At one point, the narrator destroys evidence implicating a suspect, and Joseph catches her, then conspires with her. Also, after four people turn up dead, some unseen attacker shoots Joseph. He plays such a big role in the book that he’s as worthy a culprit as anyone else.
Farrar & Rinehart
If you want to poke fun at this book, it does some other weird stuff, which you might say “breaks the rules.” For starters, there’s the title, which means nothing in particular until the characters discuss a door roughly 10 pages before the ending of the story. Then there’s how the murderer’s identity is revealed in the second-to-last sentence of the whole book. The detective explains the entire case while using a pseudonym for the murderer, then he finally reveals that this killer is Joseph, the narrator faints, and the book ends.
Farrar & Rinehart
But the simple fact that this murder was a servant, that the murderer was the butler? That’s not a flaw in the story.

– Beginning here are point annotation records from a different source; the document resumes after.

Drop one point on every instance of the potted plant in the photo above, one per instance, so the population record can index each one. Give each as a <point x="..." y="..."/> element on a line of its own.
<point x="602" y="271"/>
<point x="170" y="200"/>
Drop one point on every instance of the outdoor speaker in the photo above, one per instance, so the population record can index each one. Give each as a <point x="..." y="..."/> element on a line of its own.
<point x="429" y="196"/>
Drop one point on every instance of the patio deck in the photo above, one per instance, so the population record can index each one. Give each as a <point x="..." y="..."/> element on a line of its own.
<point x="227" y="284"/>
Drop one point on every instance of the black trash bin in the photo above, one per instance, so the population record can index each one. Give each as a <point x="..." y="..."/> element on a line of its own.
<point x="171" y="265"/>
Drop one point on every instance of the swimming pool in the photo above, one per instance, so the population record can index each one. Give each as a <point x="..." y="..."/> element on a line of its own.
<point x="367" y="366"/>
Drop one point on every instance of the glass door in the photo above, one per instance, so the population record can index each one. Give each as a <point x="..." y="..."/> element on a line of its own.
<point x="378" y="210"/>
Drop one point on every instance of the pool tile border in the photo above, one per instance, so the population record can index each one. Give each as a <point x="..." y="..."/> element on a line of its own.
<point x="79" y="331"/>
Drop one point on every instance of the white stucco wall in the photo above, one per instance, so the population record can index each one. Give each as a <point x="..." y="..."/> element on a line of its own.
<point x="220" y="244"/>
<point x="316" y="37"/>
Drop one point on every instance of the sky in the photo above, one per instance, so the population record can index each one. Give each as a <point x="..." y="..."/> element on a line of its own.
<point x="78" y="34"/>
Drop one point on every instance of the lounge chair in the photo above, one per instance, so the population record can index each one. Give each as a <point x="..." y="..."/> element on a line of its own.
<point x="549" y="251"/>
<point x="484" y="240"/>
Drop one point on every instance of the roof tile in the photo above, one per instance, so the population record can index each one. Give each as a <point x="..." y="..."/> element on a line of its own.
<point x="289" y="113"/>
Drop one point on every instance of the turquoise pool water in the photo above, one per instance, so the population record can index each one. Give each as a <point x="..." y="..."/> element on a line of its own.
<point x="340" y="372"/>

Dine’s rules laid out a few other solutions that he says stories should never use. The death should never be revealed to be an accident, he said, or a suicide. The detective must never be the culprit. There must never be multiple culprits. The solution must not involve the killer committing the murder after the police have broken into the crime scene. In reality, great detective stories have used all these solutions after Dine forbade them. Maybe we needn’t be so scared of turning to clichés, just because one guy a hundred years ago said they’re bad.